Landshut Kein Empfang am Kanzleramt - So viel zur Willkommenskultur



Warum haben Sie eigentlich bereits anerkannte Flüchtlinge für die Fahrt ausgesucht?

Dreier: Hätten wir Neuankömmlinge genommen, hätte es rechtliche Probleme gegeben. Denn für Asylbewerber besteht eine Residenzpflicht. Mir hätten womöglich dienstrechtliche Konsequenzen gedroht. Dieses Risiko wollte ich nicht eingehen.

Medien und politische Konkurrenz verurteilen Ihre Aktion scharf. Welche Rückmeldungen haben Sie von den Bürgern bekommen?

Dreier: Der Zuspruch aus der Bevölkerung ist wirklich überwältigend. Von 1.000 E-Mails waren vielleicht fünf negativ. Ähnlich ist es bei den Kommentaren auf meiner Facebook-Seite. Ich habe von vielen gehört: „Endlich mal einer, der den Mut hat zu sagen, dass es so in der Flüchtlingspolitik nicht weitergehen kann.“ Diese positiven Reaktionen sind für mich am wichtigsten.

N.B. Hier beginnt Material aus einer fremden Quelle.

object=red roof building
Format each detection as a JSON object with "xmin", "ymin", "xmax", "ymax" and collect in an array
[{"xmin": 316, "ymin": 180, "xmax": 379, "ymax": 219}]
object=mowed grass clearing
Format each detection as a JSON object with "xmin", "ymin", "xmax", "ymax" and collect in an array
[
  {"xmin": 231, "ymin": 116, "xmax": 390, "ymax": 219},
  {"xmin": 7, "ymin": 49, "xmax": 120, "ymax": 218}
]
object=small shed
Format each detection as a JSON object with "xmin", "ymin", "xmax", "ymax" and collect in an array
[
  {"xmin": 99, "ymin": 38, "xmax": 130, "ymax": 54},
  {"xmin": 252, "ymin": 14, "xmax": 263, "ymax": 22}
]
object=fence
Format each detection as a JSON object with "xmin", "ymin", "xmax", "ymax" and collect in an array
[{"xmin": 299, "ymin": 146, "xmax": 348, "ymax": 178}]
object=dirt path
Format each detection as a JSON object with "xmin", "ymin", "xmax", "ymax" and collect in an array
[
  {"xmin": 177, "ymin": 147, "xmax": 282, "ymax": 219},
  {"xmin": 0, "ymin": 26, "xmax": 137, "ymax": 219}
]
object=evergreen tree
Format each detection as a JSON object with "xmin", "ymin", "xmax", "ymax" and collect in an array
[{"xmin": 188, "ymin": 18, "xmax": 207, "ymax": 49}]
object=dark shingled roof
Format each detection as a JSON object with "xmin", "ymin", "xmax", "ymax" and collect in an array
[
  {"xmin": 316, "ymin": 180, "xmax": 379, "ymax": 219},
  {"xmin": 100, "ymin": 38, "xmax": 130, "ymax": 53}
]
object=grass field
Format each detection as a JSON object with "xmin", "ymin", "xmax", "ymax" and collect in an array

Denn wir Politiker müssen zwar für die Flüchtlinge da sein, aber ebenso für die Bürger, die hier leben.

Wie beurteilen Sie die aktuelle Lage in der Flüchtlingspolitik?

Dreier: Obwohl es Winter ist, kommen noch immer täglich zwischen 2.000 und 3.000 Flüchtlinge nach Bayern. Schon das ist viel zu viel. Und was passiert, wenn es Frühling wird und die Zahlen erfahrungsgemäß weiter steigen ? Ohne wirksame Maßnahmen zur Begrenzung des Zustroms schaffen wir das nicht.

Haben Sie schon Anhaltspunkte dafür, dass sich die Bundespolitik nach Ihrer Aktion ändern könnte?

Dreier: Nein, bisher nicht. Leider wird seit Monaten immer nur geredet, dass sich etwas ändern muss – gehandelt aber wird kaum.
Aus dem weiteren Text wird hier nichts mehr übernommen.